Diese Strategie schadet nicht nur ehrlichen Kritikern, sondern auch den Verbrauchern. Denn während echte schlechte Bewertungen verschwinden, können bezahlte Fake-Bewertungen weiter existieren. Überschwängliches Lob wirkt oft verdächtig – doch wenn die echten kritischen Stimmen fehlen, fällt das weniger auf.
Was können wir tun?
Als Verbraucher sollten wir uns nicht blind auf eine einzige Bewertungsplattform verlassen. Kombinieren Sie verschiedene Quellen: Google, TripAdvisor, Yelp und lokale Plattformen. Achten Sie auf Bewertungsmuster – wirken die Kommentare authentisch oder verdächtig gleichförmig?

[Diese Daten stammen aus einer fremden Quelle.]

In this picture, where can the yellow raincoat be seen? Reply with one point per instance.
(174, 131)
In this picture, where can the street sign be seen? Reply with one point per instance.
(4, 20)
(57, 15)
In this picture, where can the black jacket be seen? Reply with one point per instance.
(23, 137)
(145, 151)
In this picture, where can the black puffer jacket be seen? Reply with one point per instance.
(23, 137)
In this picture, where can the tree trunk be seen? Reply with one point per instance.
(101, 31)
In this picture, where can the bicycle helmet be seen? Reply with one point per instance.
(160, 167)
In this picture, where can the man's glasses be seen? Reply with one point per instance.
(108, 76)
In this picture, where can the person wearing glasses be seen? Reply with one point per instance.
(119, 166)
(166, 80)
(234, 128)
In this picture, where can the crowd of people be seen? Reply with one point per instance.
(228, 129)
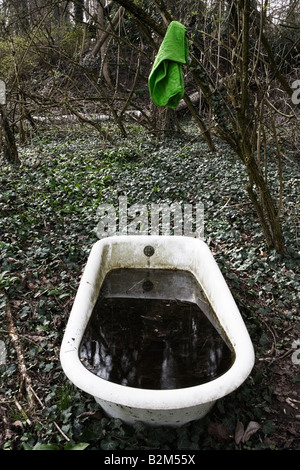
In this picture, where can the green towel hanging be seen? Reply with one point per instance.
(165, 81)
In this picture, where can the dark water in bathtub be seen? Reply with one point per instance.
(153, 343)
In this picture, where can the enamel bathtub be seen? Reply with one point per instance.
(172, 407)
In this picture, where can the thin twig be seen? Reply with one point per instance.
(25, 379)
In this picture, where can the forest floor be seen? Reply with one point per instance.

Wenn Sie selbst eine berechtigte Bewertung verfasst haben und diese gelöscht wurde, legen Sie Widerspruch ein. Es ist mühsam, aber manchmal erfolgreich. Dokumentieren Sie Ihren Restaurantbesuch mit Fotos und bewahren Sie Belege auf.
Transparenz statt Zensur
Was wir brauchen, sind transparentere Regeln und echte Überprüfungen statt automatischer Löschungen. Google muss zwischen berechtigter Kritik und tatsächlichen Angriffen unterscheiden können – oder ehrlich zugeben, dass das System nicht funktioniert.

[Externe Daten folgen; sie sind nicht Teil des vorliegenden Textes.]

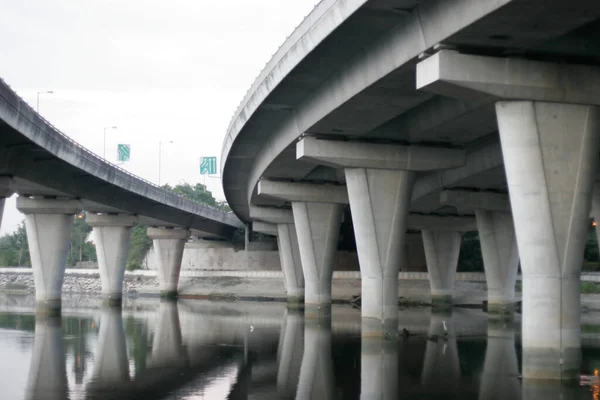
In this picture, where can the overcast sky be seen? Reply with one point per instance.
(158, 70)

Solange das nicht passiert, leiden Verbraucher und ehrliche Gastronomen gleichermaßen. Denn auch Restaurants, die wirklich guten Service bieten, geraten in den Verdacht, ihre Bewertungen manipuliert zu haben.
Am Ende sehnen wir uns nach der guten alten Zeit kompetenter Restaurantkritiker zurück – Menschen, die wissen, wovon sie sprechen und sich nicht kaufen lassen. Denn eines ist sicher: Der Kampf um die Deutungshoheit im Netz ist in vollem Gange.